Huang Qinghong, a truck driver in the southeastern city of Wenzhou, slammed the Ministry of Railways in an open letter, complaining that migrant workers have been robbed of their "ticket rights" now that customers can book tickets online or by phone.
"With the majority of tickets sold to online buyers, there were few left for purchase from ticket booths. But we migrant workers have no idea about how to use the Internet and the phone reservation system is too complicated for us," Huang wrote in the letter.
The Wenzhou Metropolitan Daily not only published Huang's letter, but also offered him the free plane ticket, allowing him to fly back home to Chongqing Municipality on Sunday, without agonizing over how he could obtain a train ticket.
"We felt Huang's pain of being slowed down on his journey home, and we wanted to help him," Xue Yuan, the newspaper's editor-in-chief, said Friday.
Xue added that his colleagues decided to buy Huang a plane ticket because they knew it would be difficult to buy a train ticket.

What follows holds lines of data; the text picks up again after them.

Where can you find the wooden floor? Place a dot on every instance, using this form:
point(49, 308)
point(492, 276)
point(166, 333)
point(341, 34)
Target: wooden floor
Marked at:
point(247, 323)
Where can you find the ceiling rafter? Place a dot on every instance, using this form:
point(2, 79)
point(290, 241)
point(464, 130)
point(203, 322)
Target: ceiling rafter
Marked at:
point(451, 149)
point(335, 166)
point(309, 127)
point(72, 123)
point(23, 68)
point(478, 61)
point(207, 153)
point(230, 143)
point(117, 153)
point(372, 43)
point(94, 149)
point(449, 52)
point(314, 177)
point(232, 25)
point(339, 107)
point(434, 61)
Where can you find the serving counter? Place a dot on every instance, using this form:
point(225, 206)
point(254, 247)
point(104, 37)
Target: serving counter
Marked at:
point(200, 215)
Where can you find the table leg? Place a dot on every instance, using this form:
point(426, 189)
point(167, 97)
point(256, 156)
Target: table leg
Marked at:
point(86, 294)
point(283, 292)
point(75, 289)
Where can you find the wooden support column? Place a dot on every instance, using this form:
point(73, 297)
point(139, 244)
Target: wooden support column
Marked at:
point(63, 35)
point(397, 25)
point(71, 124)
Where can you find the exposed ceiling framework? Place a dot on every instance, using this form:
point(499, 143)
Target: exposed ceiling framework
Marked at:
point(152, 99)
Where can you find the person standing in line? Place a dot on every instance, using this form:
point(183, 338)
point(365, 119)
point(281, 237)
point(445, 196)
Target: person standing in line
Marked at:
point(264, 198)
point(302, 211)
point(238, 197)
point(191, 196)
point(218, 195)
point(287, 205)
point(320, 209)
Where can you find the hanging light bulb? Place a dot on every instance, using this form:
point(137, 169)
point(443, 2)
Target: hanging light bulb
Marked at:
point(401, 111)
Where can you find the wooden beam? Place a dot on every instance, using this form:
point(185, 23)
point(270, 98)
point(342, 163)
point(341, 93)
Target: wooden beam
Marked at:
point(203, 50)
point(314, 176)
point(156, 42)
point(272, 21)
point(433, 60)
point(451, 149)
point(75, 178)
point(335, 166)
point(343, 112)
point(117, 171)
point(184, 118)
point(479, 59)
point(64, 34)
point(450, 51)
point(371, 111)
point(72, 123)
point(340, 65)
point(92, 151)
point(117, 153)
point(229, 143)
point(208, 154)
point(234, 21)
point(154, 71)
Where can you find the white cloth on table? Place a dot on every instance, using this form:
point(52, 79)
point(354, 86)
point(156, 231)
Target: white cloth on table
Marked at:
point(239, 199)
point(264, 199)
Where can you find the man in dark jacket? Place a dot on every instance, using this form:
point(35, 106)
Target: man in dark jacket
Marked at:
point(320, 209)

"I am astonished that I have been given a plane ticket worth 1,610 yuan ($255). I am so grateful for the media's concern," Huang said, adding that this will be his first time to travel by plane.
Huang hopes that railway authorities can allow ticket booths to have the same pre-sale period as the online and phone booking systems, saying the current ticketing regulations offer online buyers greater chances to get train tickets.
Passengers in Wenzhou can only buy tickets at booths five days ahead of departure, while online buyers are allowed to reserve tickets 12 days ahead of the departure date, according to Huang.
"I can go home for the Spring Festival, but many colleagues still do not know whether they can make it," Huang said.
Migrant workers constitute the lion's share of the hundreds of millions train passengers during the Spring Festival travel rush, and many of them have complained that the online and phone ticketing systems are too complicated.
In response to the rash of complaints against the changes in the ticketing system, Fang Tao, a senior railway official in Wenzhou, admitted that the ticketing measures were not perfect as they have just gone into effect.
Fang also argued that some experts and Internet users believe online and phone booking should be the main ticketing vehicles, as they enable more passengers to buy train tickets.
"But I am confident that the authorities will value people's advice," Fang said.